I remained quite still in this mouldering hut looking out on the glens where fell the sunlight. Some homely bird warbled endlessly on in her retreat, lifted her small voice till every hollow resounded with her content. Silvery butterflies wavered across the sun's pale beams, sipped, and flew in wreaths away. The infinite hordes of the dust raised their universal voice till, listening, it seemed to me their tiny Babel was after all my own old, far-off English, sweet of the husk.

Fate leads a man through danger to his delight. Me she had led among woods. Nameless though many of the cups and stars and odours of the flowers were to me, unfamiliar the little shapes that gamboled in fur and feather before my face, here dwelt, mummy of all earth's summers, some old ghost of me, sipper of sap, coucher in moss, quieter than dust.

So sitting, so rhapsodising, I began to hear presently another sound—the rich, juicy munch-munch of jaws, a little blunted maybe, which yet, it seemed, could never cry Enough! to these sweet, succulent grasses. I made no sign, waited with eyes towards the sound, and pulses beating as if for a sweetheart. And soon, placid, unsurprised, at her extreme ease, loomed into sight who but my ox-headed Rosinante in these dells, cropping her delightful way along in search of her drowned master.
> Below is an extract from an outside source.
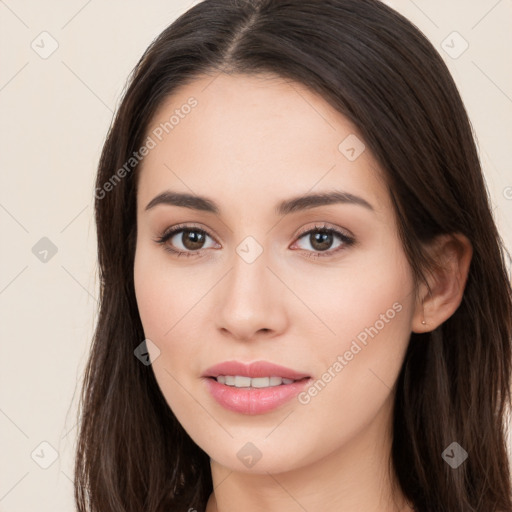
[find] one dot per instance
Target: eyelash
(347, 240)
I could but whistle and receive the slow, soft scrutiny of her familiar eyes. I fancied even her bland face smiled, as might elderliness on youth. She climbed near with bridle broken and trailing, thrust out her nose to me, and so was mine again.

Sunlight left the woods. Wind passed through the upper branches. So, with rain in the air, I went forward once more; not quite so headily, perhaps, yet, I hope, with undiminished courage, like all earth's travellers before me, who have deemed truth potent as modesty, and themselves worth scanning print after.